While working on a game for my Apple IIgs, I found myself in need of a flexible text rendering engine that could handle cool Amiga-scene-style fonts, and was reasonably performant. After writing it, I realized it's pretty modular, easy to factor out, and might be of use to others. So here it is! In a pinch, you could use this as a sprite renderer also!
The output of the demo app included herein is shown below. Multiple fonts of different sizes are rendered at once, anywhere you like on screen.

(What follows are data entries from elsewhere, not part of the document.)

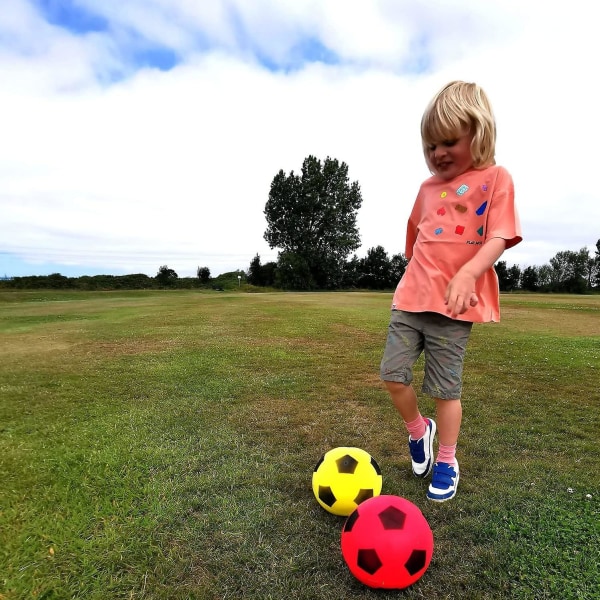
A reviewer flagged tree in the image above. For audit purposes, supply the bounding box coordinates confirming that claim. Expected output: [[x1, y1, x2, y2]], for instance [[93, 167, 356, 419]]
[[156, 265, 179, 286], [550, 248, 590, 294], [264, 156, 362, 289], [592, 240, 600, 287], [521, 267, 539, 292], [196, 267, 210, 284], [359, 246, 392, 290], [248, 254, 277, 287], [390, 254, 408, 287], [508, 265, 521, 292]]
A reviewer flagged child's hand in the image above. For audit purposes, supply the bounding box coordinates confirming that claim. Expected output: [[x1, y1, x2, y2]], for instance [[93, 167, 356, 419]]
[[444, 273, 479, 318]]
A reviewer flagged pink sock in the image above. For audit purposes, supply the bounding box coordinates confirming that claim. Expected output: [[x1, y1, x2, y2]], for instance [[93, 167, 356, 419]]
[[404, 415, 429, 441], [437, 444, 456, 465]]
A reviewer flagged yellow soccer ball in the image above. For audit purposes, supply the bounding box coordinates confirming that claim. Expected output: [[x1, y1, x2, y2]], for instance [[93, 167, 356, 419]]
[[312, 446, 383, 517]]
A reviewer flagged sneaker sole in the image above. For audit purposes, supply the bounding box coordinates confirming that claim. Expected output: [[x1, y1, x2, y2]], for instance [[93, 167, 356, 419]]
[[427, 471, 460, 502]]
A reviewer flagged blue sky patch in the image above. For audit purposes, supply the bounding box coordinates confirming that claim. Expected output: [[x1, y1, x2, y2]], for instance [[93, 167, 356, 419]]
[[33, 0, 109, 34]]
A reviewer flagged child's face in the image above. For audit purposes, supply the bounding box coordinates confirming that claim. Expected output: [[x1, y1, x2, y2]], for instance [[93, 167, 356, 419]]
[[427, 131, 473, 181]]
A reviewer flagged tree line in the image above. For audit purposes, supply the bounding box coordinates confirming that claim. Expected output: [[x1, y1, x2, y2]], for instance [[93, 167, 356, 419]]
[[254, 156, 600, 293], [0, 155, 600, 294]]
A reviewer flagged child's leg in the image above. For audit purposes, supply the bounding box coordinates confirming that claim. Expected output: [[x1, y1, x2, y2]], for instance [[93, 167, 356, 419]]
[[435, 398, 462, 465], [384, 381, 425, 424], [385, 381, 436, 477]]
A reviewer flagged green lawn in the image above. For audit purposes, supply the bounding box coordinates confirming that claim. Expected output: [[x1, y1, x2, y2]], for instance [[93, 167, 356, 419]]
[[0, 291, 600, 600]]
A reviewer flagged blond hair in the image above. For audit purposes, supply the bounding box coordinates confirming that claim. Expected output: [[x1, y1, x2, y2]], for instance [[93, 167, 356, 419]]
[[421, 81, 496, 169]]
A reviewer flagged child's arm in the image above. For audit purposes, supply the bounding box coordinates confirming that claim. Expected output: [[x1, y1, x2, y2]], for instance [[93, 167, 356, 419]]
[[444, 238, 506, 318]]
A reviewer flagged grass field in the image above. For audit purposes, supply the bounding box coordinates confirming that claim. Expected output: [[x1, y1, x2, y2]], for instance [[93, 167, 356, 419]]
[[0, 291, 600, 600]]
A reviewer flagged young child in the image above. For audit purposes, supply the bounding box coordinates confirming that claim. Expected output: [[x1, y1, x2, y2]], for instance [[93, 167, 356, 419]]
[[381, 81, 522, 502]]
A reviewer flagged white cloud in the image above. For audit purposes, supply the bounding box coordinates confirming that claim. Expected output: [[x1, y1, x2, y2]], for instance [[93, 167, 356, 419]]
[[0, 0, 600, 276]]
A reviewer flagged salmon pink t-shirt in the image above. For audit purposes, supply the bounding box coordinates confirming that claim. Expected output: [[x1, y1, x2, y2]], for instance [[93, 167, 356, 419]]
[[392, 166, 522, 323]]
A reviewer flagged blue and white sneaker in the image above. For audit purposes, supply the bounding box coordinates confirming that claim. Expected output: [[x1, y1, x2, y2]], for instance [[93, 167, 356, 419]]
[[408, 419, 437, 477], [427, 462, 459, 502]]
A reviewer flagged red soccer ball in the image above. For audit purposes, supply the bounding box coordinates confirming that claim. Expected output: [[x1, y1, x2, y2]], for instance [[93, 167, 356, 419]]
[[341, 495, 433, 589]]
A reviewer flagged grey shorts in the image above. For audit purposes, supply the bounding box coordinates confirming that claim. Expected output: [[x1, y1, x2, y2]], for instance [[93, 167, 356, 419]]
[[381, 310, 473, 400]]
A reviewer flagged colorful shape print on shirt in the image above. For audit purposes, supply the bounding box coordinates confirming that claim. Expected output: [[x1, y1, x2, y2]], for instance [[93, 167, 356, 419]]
[[475, 200, 487, 217]]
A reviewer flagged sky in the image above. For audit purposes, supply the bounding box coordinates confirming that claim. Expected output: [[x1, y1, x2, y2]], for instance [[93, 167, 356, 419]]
[[0, 0, 600, 277]]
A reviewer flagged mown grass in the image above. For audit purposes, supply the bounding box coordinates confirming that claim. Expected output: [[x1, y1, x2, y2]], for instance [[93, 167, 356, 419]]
[[0, 291, 600, 600]]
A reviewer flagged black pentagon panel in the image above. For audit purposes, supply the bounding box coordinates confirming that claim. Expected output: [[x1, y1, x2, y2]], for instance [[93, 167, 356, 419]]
[[344, 510, 359, 532], [335, 454, 358, 475], [356, 548, 383, 575], [319, 485, 336, 507], [314, 454, 325, 473], [404, 550, 427, 575], [354, 489, 373, 504], [371, 456, 381, 475], [378, 506, 406, 529]]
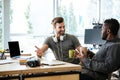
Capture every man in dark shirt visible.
[77,18,120,80]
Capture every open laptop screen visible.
[8,41,20,58]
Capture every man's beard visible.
[102,33,108,40]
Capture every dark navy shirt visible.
[83,38,120,80]
[44,34,80,64]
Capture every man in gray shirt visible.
[77,18,120,80]
[35,17,81,64]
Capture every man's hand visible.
[35,46,43,58]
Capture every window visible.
[10,0,53,52]
[0,0,4,49]
[0,0,120,52]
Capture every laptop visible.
[8,41,21,58]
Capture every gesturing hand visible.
[35,46,43,58]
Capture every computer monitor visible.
[8,41,21,58]
[84,28,105,45]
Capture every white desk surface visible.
[0,60,81,76]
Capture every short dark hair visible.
[52,17,64,26]
[104,18,120,35]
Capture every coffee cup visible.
[69,49,75,58]
[81,47,88,55]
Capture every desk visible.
[0,60,81,80]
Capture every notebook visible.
[8,41,21,58]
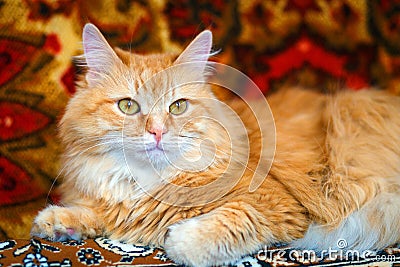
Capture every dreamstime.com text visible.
[257,239,396,262]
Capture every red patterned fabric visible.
[0,0,400,262]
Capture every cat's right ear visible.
[82,23,123,86]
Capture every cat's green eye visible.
[169,99,188,115]
[118,98,140,115]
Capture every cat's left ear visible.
[175,30,212,70]
[82,23,123,86]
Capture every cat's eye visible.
[169,99,188,115]
[118,98,140,115]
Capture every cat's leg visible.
[31,206,102,241]
[164,203,292,267]
[292,192,400,253]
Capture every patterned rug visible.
[0,0,400,262]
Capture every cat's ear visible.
[175,30,212,70]
[82,23,122,86]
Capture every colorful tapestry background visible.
[0,0,400,242]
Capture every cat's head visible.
[60,24,234,181]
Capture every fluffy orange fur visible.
[32,25,400,266]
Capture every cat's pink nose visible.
[148,127,167,145]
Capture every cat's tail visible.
[292,190,400,253]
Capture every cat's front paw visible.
[164,218,238,267]
[31,206,97,241]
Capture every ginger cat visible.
[31,24,400,266]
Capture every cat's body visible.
[32,25,400,266]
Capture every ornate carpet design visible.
[0,0,400,266]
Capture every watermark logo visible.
[257,241,396,263]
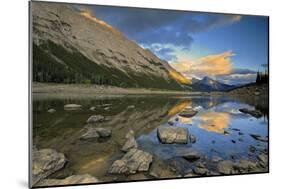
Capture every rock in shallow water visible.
[182,150,201,161]
[36,174,99,186]
[179,108,198,118]
[234,159,257,173]
[108,149,152,174]
[122,130,138,152]
[48,108,56,113]
[217,160,234,175]
[157,126,188,144]
[189,134,196,143]
[239,108,262,118]
[250,134,268,142]
[80,127,111,140]
[87,115,105,123]
[32,149,66,184]
[64,104,82,110]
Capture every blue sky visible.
[76,6,268,84]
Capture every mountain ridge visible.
[32,2,191,89]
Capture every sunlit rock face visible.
[198,112,229,134]
[32,2,190,90]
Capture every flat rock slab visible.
[157,126,188,144]
[108,149,152,174]
[32,149,66,184]
[179,109,198,118]
[87,115,106,123]
[239,108,262,118]
[36,174,99,186]
[64,104,82,110]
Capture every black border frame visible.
[28,0,271,188]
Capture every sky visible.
[76,5,268,85]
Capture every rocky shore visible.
[32,101,268,186]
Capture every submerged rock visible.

Those fonts are generated from GIF character sheets that look like this:
In a nutshell, this is a font compiler. It takes a GIF image of all the glyphs in your font, arranged in a grid. There is a Python script which parses that image, finds all the glyphs, and generates 65186 assembly code to render each glyph on the Apple IIgs as quickly as possible. Because the Apple IIgs is a strange beast, this is easier said than done! Finally, there is a little bit of wrapper code for drawing strings using that generated code anywhere you like.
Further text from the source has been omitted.